После того, как гимн был пропет, достопочтенный мистер Спрэг превратился в листок объявлений и принялся читать извещения о митингах, собраниях и разных разностях, пока, наконец, список не разросся до того, что казалось, стены того и гляди треснут, – нелепый обычай, до сих пор сохранившийся в Америке, даже в городах, совершенно ненужный в наш век бесчисленных газет. Часто чем меньше оснований у традиционного обычая, тем труднее отделаться от него.
Затем священник прочел молитву. Хорошая, великодушная была молитва, и очень обстоятельная: она ходатайствовала за Церковь и малых детей Церкви, за другие церкви местечка; за само местечко; за округ; за Штат; за должностных лиц Штата; за Соединенные Штаты; за церкви Соединенных Штатов; за Конгресс; за Президента; за правительственных чиновников; за бедных моряков, носящихся по бурным морям; за миллионы угнетенных, стонущих под игом европейских монархий и восточного деспотизма; за тех, которые могли бы пользоваться светом и благой вестью, но чьи глаза не видят и уши не слышат; за язычников на отдаленных морских островах; заканчивалась она прошением, чтобы слова, которые собирался произнести пастырь, обрели милость и благоволение и упали, как семя на плодородную почву, принеся в свое время обильную и добрую жатву. Аминь.

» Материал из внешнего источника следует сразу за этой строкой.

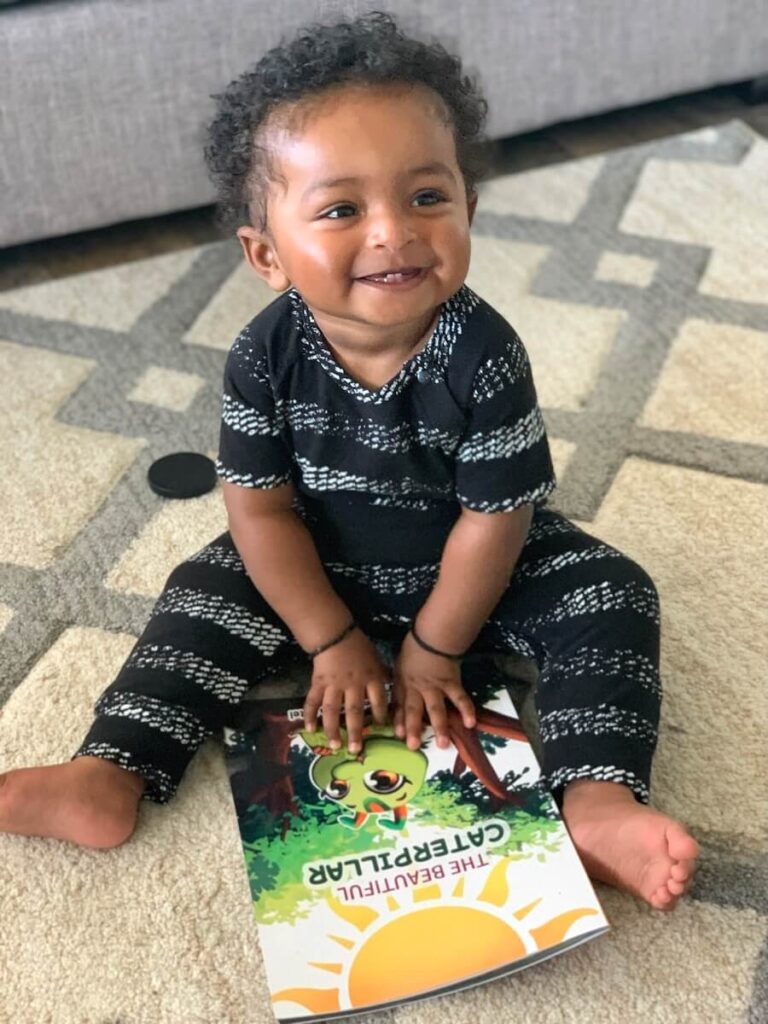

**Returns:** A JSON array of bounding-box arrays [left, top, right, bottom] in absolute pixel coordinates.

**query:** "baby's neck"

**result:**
[[308, 303, 440, 365]]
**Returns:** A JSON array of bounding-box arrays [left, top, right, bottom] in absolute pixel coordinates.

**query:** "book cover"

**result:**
[[224, 668, 609, 1021]]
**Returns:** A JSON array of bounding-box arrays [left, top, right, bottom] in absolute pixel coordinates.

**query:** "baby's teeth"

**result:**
[[365, 269, 419, 282]]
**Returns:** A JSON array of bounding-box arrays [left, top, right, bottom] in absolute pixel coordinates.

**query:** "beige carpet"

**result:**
[[0, 119, 766, 1023]]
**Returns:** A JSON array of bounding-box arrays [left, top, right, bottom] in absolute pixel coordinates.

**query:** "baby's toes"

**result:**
[[670, 859, 694, 883], [667, 823, 700, 862], [667, 878, 686, 896], [650, 886, 675, 910]]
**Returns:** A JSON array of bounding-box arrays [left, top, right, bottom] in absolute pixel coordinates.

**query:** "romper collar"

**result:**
[[288, 284, 480, 404]]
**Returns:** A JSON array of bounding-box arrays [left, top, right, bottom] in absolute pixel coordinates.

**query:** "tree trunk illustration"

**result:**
[[249, 712, 301, 833], [445, 706, 529, 809]]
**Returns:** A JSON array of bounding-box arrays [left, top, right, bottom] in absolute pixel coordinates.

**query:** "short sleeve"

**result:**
[[454, 327, 556, 512], [215, 330, 293, 489]]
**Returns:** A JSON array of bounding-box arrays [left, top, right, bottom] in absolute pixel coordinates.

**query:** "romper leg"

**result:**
[[472, 508, 662, 806], [72, 533, 299, 803]]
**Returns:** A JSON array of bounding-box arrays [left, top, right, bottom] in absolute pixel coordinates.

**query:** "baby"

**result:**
[[0, 10, 699, 910]]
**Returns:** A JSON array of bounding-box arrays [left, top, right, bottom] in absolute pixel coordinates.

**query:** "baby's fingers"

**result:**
[[344, 689, 366, 753], [367, 680, 389, 726], [321, 689, 343, 749], [303, 689, 322, 733], [404, 690, 426, 751], [391, 679, 406, 740], [423, 690, 450, 749], [447, 684, 476, 728]]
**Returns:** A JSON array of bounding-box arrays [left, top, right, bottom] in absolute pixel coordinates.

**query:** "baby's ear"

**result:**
[[236, 225, 291, 292]]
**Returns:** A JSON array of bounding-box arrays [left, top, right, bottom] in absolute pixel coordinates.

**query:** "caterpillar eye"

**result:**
[[364, 769, 404, 794], [325, 779, 350, 801]]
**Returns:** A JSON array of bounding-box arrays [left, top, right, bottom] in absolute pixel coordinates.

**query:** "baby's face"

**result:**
[[240, 83, 476, 342]]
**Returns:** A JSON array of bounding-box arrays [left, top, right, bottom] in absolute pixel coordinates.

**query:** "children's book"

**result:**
[[224, 662, 609, 1021]]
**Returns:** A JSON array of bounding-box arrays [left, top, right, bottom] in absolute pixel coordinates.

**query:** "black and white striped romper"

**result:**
[[74, 284, 662, 806]]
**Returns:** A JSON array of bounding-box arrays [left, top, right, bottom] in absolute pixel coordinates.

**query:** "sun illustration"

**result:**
[[272, 855, 599, 1015]]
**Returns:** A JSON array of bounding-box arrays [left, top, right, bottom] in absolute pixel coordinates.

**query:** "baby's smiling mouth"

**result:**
[[356, 267, 427, 284]]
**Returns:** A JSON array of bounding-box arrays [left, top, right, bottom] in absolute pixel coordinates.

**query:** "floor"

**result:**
[[1, 80, 767, 291]]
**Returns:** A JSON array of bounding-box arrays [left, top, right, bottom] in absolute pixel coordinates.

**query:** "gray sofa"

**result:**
[[2, 0, 766, 248]]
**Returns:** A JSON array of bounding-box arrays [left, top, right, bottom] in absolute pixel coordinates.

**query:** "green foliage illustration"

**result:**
[[236, 738, 563, 926]]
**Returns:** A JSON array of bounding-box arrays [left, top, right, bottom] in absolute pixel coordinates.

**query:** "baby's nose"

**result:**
[[367, 207, 418, 248]]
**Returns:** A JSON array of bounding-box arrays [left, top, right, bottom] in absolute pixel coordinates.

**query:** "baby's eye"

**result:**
[[322, 191, 446, 219], [324, 204, 356, 220], [412, 190, 446, 206]]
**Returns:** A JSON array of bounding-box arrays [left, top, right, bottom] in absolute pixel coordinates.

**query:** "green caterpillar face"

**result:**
[[308, 735, 428, 814]]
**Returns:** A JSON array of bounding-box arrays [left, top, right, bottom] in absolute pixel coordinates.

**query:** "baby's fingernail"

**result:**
[[330, 739, 340, 749]]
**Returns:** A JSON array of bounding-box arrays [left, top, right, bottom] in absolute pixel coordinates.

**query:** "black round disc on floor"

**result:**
[[147, 452, 217, 499]]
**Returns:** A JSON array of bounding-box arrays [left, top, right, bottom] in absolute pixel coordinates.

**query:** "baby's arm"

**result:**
[[393, 503, 533, 748], [224, 480, 351, 650], [223, 481, 389, 750], [417, 502, 533, 652]]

Послышался шорох платьев, и стоявшие члены конгрегации уселись. Мальчик, о котором повествует эта книга, не проникался молитвой, он только терпел ее, да и то с грехом пополам. Он ерзал все время; он бессознательно отмечал детали молитвы, так как хотя и не слушал, но знал ее издавна установленное содержание и определенный порядок изложения, выработанный священником, – поэтому ухо его улавливало малейшее изменение и все его существо возмущалось им; прибавки казались ему чем-то неблаговидным и бессовестным. В середине молитвы муха уселась на спинку скамьи, стоявшей перед ним, и смутила его дух, спокойно потирая лапки одну о другую; она охватила ими голову и принялась тереть с такой энергией, что шея вытянулась в ниточку и стала видной, а голова, казалось, вот-вот отлетит от туловища; задними лапками она чистила себе крылышки и приглаживала их, точно фалды фрака; вообще занималась своим туалетом так спокойно, точно знала, что может проделывать это совершенно безопасно. Так оно и было; впрочем: всякий раз, когда у Тома чесались руки схватить ее, он удерживался, – он был уверен, что душа его моментально погибнет, если он сделает такую штуку во время молитвы. Но при заключительных словах последней рука его начала изгибаться и подкрадываться; и как только раздалось «Аминь», муха оказалась военнопленной. Но тетка заметила это и велела выпустить ее.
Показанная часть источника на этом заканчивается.